D è ossessionato da Ivan, che sembra sussurrare nel suo orecchio: “Tu credi in Cristo e credi in Dio. E ipotizziamo che Dio esista, perché esiste il diavoletto, ma Cristo? Se ciò che per te è Cristo non esistesse? E Se a baciare l’inquisitore non fosse Cristo come tu credevi, ma dal diavoletto che tormenta me, Alesa e Liza? Anzi se a dare quel bacio fosse stato l’Anticristo? ” 

La scelta dell’epilogo di condannare Ivan a silenzio è il trionfo dell’immaginario sulla ideologia che nulla potrebbe su quella domanda, che rimane abissale per un credente, perché si riassume nella impossibile interrogazione “Perché Dio piuttosto Gesù il Cristo?” 

Alesa, ovviamente, pare il più tetragono, il più ideologico: il discorso sulla resurrezione di Iljusa potrebbe essere letto così, se indugiamo in particolare sulle battute finali che chiudono il dialogo con Kartasov. Diversa, però, sarebbe la nostra impressione se leggessimo l’intero discorso che precede questa chiusa un po’ goffa. Noi sappiamo che Alesa come Liza e Ivan ha esperienza del demonico, del basso, del peccato, lo sappiamo già da quando lo incontriamo senza speranza dopo la morte di Zosima, perché Alesa aveva posto la sua fede in Zosima e non in Cristo. 

Alesa – lui il puro, colui che si è gettato a terra, che si è unito alla terra, che è morto come il chicco – sogna lo stesso sogno di Liza, a condividerne un’ombra enorme; quasi presagisse che la sua ricerca di santità si riducesse, così come per Liza, nel desiderio, che «non resti niente di niente. Come sarebbe bello se non restasse più niente». 

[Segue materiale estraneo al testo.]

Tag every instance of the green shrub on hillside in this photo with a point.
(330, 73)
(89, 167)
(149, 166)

Alesa – il credente – diventa nichilista come e più di Ivan: D lo presagisce, tanto che le parole che gli fa pronunciare “davanti alla pietra” sono confuse, Alesa stesso sembra giustificarsi, «perché spesso dico cose poco chiare», e aggiunge misteriosamente: «Lo dico nel caso in cui dovessimo diventare cattivi». Un possibile cattivo, un possibile uomo che potrebbe diventare a tutti gli effetti Stavrogin, è questo personaggio a cui D affida la definizione del nucleo fondante della fede cristiana: la resurrezione e la gioia. A ben leggere questo epilogo si ha l’impressione che Alesa abbia perduto la fede, non riusciamo a comprendere quando D se ne sia accorto, o quanto lo sviluppo del suo personaggio abbia preso una piega diverso dal suo iniziale progetto, ma in lui, nell’eroe del romanzo (vd. Nota dell’autore), si nota con chiarezza la tensione tra immaginario e ideologia. 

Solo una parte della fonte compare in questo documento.